Spinal cord injury transiently alters Meissner's corpuscle density in the digit pads of macaque monkeys.

Meissner's corpuscles (MCs) are cutaneous mechanoreceptors found in glabrous skin and are exquisitely sensitive to light touch. Along with other receptors, they provide continuous sensory feedback that informs the execution of fine manual behaviors. Following cervical spinal deafferentation injuries, hand use can be initially severely impaired, but substantial recovery occurs over many weeks, even when ~95% of the original input is permanently lost. While most SCI research focuses on central neural pathway responses, little is known about the role of peripheral receptors in facilitating recovery. We begin to address this by asking the following: (1) What is the normal pattern of MCs in the distal pads of all five digits in the macaque monkey (with hands similar to humans)? (2) What happens to these receptors 4-5 months following either a dorsal column lesion (DCL) or a combined dorsal root/dorsal column lesion (DRL/DCL), when functional recovery is largely complete? (3) What happens chronically, 12-14 months later?
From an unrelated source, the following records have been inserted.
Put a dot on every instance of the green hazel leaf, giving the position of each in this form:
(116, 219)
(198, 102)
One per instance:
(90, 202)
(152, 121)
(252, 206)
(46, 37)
Our findings show that in normal monkeys, MCs are densest in the distal pads of the opposing thumb and index finger, with the greatest concentration on the thumb. This reflects a close functional relationship between receptor density and precision grip. At 4-5 months post-injury, there was a (~30%) loss of MCs on the deafferented digits of the injured hand compared with the contralateral side. However, 12-14 months after a DRL/DCL, receptor densities had returned to normal levels. Our findings indicate a complex peripheral response and highlight the importance of the periphery in shaping central changes.